Courtesy of the National Academy of Sciences, U.S.A., copyright 2004 |
In 1997 Johns Hopkins molecular biologist Se-Jin Lee made headlines with the creation of mighty mice with defective versions of the myostatin gene. Other researchers have since proved that the same defective gene is frequently present in Belgian blues—heavily muscled cattle bred to be so beefy that calves have to be delivered by C-section. But Schuelke is the first to find a myostatin mutation in a human. Though he has nearly twice the muscle in his arms and legs as other children his age, the German boy is perfectly healthy.

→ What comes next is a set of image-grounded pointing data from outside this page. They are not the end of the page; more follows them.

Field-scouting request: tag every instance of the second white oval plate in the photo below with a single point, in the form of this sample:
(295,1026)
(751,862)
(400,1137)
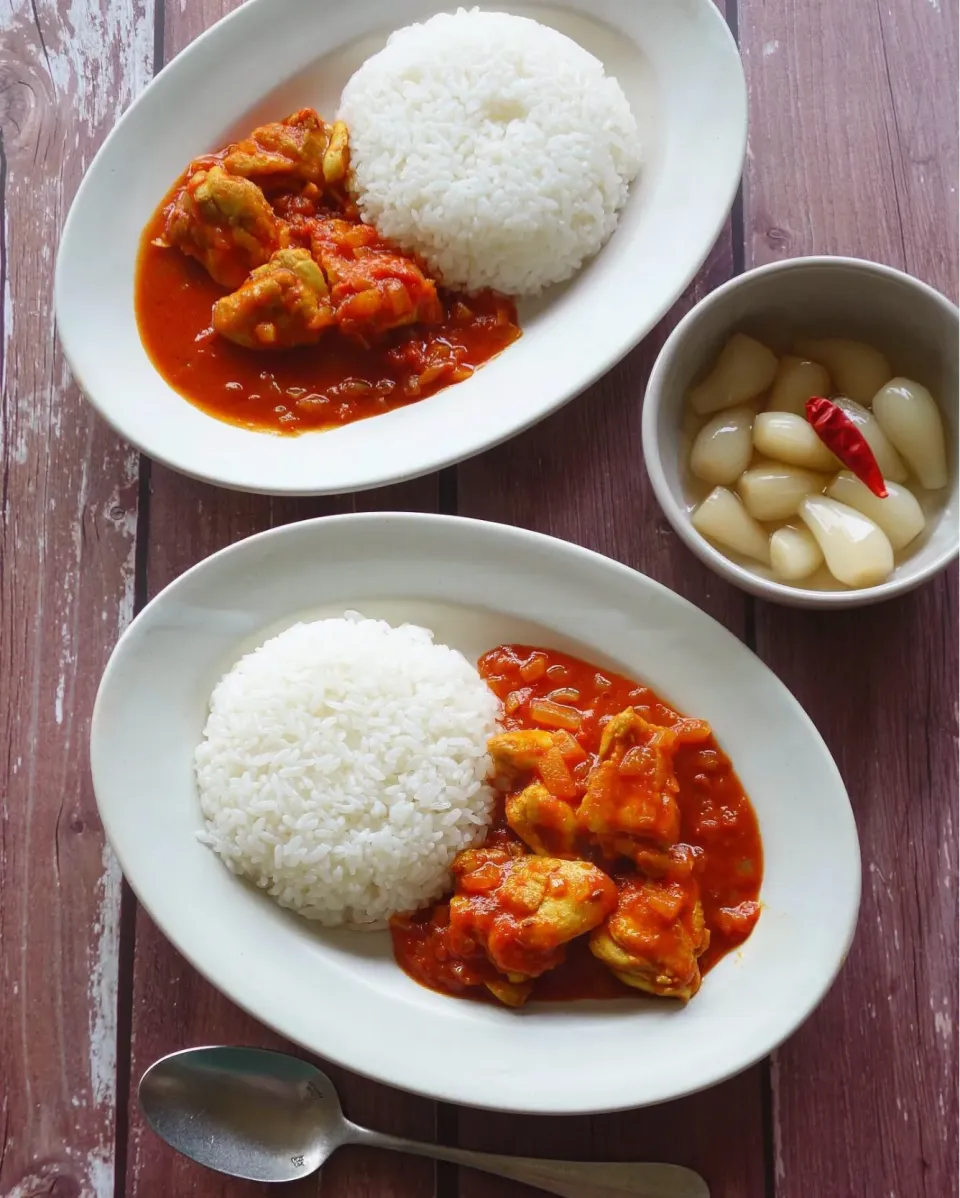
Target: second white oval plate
(680,68)
(342,994)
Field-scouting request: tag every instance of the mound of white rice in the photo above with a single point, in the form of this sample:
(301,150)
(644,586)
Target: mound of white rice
(343,768)
(493,146)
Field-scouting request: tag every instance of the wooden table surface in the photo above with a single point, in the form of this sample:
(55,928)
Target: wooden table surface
(853,150)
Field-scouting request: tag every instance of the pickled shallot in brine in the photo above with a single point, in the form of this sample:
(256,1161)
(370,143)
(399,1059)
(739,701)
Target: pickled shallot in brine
(773,491)
(724,519)
(857,369)
(797,380)
(857,551)
(794,554)
(899,514)
(909,416)
(724,446)
(790,439)
(743,370)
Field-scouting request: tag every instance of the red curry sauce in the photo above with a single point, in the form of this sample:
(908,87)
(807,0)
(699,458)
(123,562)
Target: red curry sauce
(717,821)
(295,389)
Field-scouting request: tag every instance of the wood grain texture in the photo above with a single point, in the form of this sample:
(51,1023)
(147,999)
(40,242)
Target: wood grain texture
(580,476)
(186,521)
(862,158)
(67,518)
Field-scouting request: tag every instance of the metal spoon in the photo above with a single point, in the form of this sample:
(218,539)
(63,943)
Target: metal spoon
(269,1117)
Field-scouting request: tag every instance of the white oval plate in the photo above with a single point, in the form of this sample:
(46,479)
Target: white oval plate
(680,68)
(342,994)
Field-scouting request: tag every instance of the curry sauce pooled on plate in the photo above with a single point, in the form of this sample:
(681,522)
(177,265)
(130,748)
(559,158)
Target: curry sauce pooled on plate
(264,300)
(625,854)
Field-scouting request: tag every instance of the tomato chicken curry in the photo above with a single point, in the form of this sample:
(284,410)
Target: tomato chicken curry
(264,300)
(625,854)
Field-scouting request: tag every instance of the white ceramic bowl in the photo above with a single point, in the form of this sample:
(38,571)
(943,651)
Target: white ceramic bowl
(915,326)
(342,994)
(680,68)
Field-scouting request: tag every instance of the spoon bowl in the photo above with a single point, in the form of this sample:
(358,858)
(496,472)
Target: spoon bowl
(269,1117)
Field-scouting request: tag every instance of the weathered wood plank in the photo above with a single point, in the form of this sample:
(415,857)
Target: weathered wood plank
(853,110)
(187,521)
(580,476)
(67,519)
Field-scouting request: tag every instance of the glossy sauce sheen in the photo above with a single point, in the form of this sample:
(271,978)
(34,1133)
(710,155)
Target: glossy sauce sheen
(716,817)
(288,391)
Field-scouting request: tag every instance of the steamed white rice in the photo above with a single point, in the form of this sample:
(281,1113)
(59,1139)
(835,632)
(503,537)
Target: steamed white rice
(343,767)
(493,146)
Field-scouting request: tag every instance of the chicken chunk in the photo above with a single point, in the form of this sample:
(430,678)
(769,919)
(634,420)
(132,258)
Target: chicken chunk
(545,823)
(523,911)
(283,303)
(654,937)
(518,752)
(373,288)
(631,794)
(223,222)
(289,149)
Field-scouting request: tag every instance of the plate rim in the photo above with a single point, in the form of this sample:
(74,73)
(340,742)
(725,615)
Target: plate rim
(575,555)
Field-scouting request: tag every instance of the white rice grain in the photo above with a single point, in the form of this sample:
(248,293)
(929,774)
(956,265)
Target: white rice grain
(493,146)
(343,767)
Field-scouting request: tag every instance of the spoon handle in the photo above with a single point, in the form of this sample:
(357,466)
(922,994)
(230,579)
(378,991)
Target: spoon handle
(568,1179)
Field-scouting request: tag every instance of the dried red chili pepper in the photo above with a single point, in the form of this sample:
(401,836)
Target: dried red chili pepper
(841,436)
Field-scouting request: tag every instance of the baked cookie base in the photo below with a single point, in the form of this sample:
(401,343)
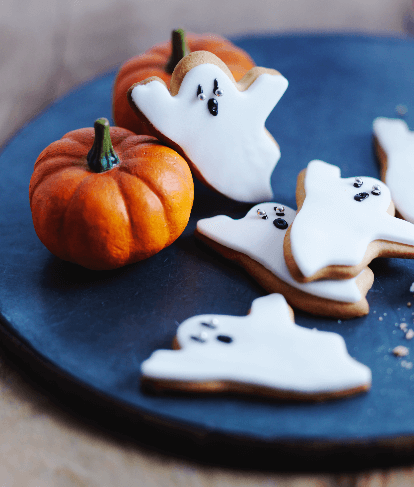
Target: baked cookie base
(295,297)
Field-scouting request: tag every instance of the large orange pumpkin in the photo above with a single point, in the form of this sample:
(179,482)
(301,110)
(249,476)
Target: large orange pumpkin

Drugs targeting myostatin could prove a godsend for people with muscle-wasting diseases such as muscular dystrophy. According to James Tobin, a researcher at Wyeth Pharmaceuticals, “we do have a promising myostatin inhibitor in development, but there is at least a couple of years of safety tests before anything hits the market.” A myostatin inhibitor may also be hard to keep out of the hands of athletes looking for a steroid without side effects, says Schuelke. “I’ve had a lot of calls and 60 or 70 e-mails from people who want to dope themselves.”